Measuring the flow

An Agile team’s focus on delivering software means that retro meetings are vital in highlighting possible improvements to the delivery process. Retrospectives can take two forms where nearly everyone has an opinion and it results in lots of potential ideas and action points for the next week. On the other hand they become very mountainous and uninspiring. The net result is despite changes in process it is difficult to put your finger on the improvements made.
Just like any self respecting marketing guru wouldn’t dare claim to have been a success without the sales figures to back it up, the improvements or lack thereof to an Agile team should be measured in a similar quantifiable manner.

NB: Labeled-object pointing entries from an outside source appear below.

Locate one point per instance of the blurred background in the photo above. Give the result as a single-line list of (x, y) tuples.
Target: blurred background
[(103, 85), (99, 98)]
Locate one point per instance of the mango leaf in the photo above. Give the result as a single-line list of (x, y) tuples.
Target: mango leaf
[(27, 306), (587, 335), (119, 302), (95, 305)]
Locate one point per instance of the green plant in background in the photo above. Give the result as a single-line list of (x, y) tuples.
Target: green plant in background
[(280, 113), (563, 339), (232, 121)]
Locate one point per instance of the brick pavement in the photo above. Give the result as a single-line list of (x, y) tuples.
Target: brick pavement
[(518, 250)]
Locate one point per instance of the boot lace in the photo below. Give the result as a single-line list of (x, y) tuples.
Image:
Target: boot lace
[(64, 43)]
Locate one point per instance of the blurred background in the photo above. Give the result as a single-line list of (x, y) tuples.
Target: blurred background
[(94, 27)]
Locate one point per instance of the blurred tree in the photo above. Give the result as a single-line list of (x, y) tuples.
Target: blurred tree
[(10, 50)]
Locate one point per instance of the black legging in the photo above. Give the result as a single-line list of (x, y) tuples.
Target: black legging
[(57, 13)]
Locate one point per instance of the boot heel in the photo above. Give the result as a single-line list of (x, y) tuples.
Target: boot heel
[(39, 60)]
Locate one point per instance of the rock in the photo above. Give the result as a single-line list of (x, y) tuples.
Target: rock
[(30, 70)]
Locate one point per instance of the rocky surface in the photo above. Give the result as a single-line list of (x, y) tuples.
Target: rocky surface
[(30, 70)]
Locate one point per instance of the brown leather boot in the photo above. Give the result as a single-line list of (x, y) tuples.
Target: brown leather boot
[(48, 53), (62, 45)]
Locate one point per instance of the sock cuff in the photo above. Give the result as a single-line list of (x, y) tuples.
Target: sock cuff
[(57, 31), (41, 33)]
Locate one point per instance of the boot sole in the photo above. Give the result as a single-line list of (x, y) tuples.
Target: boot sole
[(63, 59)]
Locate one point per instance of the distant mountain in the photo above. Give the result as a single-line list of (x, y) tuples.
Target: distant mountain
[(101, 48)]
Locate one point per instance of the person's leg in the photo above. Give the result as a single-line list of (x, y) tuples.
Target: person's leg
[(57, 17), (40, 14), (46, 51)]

Cumulative flow diagrams are probably the best way to measure deliver-ability of an Agile team , visualising your cycle time gives clear indications of bottle necks and the like. Cumulative flow can also highlight if particular stories (work items) are taking a lot longer to complete than they should. This will of course initially raise more questions than answers as to why. However through tweaking not only the development and testing of items but also their planning and scope real improvements to delivery can be made.

There are many great resources for Kanban, Scrum and the use of Cumulative flow on the internet. The key thing to remember is to always measure in quantifiable terms no matter how you do it. Like anything in life stubbornly sticking to the old way of doing things is just as dangerous as changing process haphazardly just for the sake of it.